Friday, October 19, 2012
Early Warning System
California Treasurer Bill Lockyer reports the state is working on the development of an early warning system to prevent more municipal bankruptcies through early detection of signs of financial trouble. He compared the goal to stress testing, “where we try to determine what are the right metrics to cause red flags, alarm, some form of friendly discussions with experts, external advisers about what might be done to avoid a potential crisis.’’ Stockton, San Bernardino, and Mammoth Lakes have sought Chapter 9 protection, stoking investor concerns that more will follow as finances worsen and bankruptcy’s stigma fades. Mr. Lockyer said he does not expect the trend to continue: “I agree with those who have said probably not, there may be some, not very many.” The early-detection system is a collaboration among the treasurer’s office, the controller, the Legislature, and officials in Los Angeles and San Diego, according to Mr. Lockyer. Lawmakers would have to approve the plan. Analysts at the conference said they are taking a closer look at the willingness of California cities to repay their debt in light of the bankruptcies. “It is difficult to assess a city just based on the numbers,’’ said Melanie Tung, senior municipal research analyst at Wells Capital Management. “Management, the willingness and ability to pay – those are measurements that we have looked at and are trying to examine more closely as we look at credits now in this environment.” Treasurer Lockyer stated he did not believe California municipalities are becoming less willing to repay their debt: “Just the opposite.’’ As per the above, however, Moody’s and S&P appear to differ in their predictions of further municipal bankruptcies in California.

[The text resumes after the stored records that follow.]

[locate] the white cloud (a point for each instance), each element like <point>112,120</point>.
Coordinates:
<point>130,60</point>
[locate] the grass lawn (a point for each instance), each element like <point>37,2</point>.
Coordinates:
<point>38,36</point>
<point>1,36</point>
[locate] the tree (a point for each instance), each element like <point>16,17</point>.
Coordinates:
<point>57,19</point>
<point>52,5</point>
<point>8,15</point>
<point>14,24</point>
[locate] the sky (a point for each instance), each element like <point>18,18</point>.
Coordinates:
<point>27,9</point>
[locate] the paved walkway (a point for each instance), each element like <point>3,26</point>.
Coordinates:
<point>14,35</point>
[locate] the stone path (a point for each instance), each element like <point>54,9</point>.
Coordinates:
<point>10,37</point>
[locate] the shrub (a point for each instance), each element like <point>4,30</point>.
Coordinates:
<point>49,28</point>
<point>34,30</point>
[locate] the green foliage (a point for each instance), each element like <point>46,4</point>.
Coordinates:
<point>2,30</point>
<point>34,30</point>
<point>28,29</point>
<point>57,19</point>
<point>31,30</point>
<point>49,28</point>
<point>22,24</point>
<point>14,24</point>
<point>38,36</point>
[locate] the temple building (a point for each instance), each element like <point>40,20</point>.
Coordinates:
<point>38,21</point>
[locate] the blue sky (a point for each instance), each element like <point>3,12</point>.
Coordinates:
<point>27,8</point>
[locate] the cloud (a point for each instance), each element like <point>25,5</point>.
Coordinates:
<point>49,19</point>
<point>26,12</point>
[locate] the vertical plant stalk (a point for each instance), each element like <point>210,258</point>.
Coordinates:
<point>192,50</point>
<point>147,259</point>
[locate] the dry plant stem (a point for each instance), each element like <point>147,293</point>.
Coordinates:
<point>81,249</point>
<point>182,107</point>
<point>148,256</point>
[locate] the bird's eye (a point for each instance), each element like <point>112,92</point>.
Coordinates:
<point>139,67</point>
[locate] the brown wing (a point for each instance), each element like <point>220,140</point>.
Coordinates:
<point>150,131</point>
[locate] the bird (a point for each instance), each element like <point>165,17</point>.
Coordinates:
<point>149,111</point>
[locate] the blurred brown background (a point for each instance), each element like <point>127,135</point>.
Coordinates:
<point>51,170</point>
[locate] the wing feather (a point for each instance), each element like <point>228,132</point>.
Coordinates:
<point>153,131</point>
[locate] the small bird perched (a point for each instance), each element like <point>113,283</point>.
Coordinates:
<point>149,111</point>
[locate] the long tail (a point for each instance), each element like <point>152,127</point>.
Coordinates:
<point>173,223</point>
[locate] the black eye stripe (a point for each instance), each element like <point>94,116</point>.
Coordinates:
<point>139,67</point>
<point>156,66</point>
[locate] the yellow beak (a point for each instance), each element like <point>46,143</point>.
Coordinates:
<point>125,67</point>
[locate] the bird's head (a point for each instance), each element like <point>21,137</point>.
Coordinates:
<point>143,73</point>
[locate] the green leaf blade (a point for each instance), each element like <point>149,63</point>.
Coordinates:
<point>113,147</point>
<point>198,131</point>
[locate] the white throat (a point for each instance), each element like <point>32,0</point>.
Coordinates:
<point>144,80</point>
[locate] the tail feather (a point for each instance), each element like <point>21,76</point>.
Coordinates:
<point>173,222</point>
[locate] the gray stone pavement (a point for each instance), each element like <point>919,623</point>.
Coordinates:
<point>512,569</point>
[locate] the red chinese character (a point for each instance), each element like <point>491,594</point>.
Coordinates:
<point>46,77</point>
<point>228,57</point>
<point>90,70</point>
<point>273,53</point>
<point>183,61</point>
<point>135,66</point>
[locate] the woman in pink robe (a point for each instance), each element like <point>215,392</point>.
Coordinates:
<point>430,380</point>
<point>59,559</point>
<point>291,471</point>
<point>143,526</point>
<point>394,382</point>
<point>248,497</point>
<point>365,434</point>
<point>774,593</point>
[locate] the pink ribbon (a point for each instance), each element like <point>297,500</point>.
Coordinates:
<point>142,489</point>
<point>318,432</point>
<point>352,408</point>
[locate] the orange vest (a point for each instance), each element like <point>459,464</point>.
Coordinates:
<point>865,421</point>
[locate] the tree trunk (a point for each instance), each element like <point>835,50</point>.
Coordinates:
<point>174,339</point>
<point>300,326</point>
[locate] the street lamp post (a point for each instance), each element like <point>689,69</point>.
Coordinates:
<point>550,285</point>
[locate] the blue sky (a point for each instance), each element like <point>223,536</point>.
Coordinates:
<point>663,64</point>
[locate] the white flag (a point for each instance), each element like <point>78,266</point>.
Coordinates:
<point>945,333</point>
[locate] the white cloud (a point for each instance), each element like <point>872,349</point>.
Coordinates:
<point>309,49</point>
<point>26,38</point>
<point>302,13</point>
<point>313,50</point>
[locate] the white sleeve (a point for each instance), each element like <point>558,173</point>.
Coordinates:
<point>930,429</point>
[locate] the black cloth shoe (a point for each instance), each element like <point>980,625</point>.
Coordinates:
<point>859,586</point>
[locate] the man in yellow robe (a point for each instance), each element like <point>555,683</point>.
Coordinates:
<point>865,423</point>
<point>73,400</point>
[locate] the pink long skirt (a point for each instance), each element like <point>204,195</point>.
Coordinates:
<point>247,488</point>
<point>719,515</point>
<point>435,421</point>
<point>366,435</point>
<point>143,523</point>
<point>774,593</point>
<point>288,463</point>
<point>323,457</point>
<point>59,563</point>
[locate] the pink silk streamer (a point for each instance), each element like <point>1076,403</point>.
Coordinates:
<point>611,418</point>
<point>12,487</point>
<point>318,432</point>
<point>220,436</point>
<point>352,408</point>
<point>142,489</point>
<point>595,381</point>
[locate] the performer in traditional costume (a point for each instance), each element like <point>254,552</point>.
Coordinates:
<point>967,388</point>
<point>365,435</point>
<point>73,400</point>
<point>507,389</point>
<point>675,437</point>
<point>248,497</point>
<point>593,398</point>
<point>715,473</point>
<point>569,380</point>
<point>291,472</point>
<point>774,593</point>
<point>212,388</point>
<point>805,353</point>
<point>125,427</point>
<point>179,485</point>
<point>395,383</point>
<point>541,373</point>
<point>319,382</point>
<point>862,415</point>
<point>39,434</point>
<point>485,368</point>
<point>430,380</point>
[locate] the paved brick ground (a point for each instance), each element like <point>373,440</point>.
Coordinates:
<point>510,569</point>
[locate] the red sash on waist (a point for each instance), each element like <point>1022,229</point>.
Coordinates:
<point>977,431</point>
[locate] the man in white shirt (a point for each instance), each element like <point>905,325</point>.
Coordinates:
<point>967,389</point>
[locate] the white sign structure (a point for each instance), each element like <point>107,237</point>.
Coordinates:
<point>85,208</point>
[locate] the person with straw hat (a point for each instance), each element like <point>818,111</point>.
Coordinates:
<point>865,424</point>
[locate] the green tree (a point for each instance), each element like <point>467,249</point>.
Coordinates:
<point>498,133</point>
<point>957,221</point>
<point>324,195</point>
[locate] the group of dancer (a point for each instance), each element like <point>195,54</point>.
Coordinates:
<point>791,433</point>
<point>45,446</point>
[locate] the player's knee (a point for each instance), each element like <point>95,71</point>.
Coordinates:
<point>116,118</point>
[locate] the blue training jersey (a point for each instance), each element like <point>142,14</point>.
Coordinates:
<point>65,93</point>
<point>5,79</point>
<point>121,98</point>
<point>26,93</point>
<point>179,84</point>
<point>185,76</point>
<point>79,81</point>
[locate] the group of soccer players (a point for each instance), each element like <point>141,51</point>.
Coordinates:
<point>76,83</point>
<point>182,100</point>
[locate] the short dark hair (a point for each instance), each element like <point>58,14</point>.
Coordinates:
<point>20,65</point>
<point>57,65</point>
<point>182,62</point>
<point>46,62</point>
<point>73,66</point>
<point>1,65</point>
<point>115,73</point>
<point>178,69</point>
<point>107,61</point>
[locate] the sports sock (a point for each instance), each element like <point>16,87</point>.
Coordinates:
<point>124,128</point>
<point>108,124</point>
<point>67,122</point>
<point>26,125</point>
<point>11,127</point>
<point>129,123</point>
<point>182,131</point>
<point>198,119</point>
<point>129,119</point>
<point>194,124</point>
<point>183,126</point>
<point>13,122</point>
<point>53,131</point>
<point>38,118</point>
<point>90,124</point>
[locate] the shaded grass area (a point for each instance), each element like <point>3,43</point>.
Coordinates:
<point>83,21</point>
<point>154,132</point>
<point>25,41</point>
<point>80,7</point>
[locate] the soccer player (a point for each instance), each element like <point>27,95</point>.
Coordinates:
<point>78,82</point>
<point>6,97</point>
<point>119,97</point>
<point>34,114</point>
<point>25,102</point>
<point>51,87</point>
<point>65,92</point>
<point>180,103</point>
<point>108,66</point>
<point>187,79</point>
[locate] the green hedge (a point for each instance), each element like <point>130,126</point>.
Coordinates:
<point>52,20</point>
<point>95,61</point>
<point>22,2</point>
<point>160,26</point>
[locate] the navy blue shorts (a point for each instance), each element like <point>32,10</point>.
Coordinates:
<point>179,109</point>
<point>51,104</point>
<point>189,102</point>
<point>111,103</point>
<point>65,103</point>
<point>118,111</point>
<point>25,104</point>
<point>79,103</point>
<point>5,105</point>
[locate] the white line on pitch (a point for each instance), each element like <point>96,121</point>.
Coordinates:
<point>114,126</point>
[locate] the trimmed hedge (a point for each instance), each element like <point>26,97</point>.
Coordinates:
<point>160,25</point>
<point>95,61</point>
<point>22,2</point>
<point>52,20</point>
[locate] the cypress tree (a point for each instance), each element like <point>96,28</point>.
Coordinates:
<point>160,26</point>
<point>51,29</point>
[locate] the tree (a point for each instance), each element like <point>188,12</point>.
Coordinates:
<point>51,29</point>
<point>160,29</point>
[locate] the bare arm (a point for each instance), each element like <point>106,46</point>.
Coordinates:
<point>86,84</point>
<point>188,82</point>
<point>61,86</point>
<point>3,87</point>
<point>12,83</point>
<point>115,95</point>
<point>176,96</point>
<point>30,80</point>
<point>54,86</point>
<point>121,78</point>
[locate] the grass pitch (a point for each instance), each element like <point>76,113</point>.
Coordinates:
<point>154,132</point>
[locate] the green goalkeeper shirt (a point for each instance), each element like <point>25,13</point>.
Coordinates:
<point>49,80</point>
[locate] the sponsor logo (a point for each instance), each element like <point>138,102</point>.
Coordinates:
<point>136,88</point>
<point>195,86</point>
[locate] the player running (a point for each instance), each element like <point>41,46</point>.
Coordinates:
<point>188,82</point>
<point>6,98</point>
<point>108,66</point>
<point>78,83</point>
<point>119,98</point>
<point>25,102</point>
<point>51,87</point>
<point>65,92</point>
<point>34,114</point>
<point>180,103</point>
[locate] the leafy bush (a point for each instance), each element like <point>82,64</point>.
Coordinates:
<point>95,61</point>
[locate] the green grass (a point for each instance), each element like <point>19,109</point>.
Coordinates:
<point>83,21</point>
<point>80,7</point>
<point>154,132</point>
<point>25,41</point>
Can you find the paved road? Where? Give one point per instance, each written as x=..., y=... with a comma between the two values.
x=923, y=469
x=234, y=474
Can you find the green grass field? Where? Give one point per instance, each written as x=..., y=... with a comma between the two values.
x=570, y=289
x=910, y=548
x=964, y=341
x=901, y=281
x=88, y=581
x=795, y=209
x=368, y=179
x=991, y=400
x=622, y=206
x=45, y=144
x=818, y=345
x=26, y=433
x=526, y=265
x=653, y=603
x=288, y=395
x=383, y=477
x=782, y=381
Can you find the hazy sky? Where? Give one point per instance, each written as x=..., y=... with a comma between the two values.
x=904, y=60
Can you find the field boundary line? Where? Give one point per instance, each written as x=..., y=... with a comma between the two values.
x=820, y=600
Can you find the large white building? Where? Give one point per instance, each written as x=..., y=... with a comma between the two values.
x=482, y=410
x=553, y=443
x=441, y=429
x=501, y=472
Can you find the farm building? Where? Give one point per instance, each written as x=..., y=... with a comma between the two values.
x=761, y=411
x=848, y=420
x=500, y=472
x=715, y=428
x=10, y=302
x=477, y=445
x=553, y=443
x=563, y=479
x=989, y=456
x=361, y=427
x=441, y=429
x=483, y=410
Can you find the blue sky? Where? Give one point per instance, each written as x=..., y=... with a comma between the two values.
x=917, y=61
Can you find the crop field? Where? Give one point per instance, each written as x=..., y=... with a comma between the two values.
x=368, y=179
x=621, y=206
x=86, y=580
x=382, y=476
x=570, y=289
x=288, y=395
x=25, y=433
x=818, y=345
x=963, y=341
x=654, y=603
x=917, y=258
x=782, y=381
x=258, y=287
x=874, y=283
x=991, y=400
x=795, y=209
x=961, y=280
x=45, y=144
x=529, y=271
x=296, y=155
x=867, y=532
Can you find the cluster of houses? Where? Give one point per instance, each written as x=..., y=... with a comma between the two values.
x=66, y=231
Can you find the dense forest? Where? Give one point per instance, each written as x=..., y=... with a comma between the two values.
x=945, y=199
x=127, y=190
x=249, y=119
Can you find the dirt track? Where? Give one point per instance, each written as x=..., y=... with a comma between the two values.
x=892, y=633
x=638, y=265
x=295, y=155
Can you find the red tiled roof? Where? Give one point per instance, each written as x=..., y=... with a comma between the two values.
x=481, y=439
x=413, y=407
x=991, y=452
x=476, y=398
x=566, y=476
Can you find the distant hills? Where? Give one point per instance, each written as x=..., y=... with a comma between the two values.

Gabriel Petek, an S&P analyst , said he does not anticipate a “tsunami’’ of filings, noting the communities in bankruptcy are a fraction of the 482 cities in the state: Of the 201 communities that S&P rates, he noted: “we believe that those that are at most risk of encountering this level of financial distress are already at the very low end of the rating spectrum.” Moody’s, as per the above, seems more pessimistic.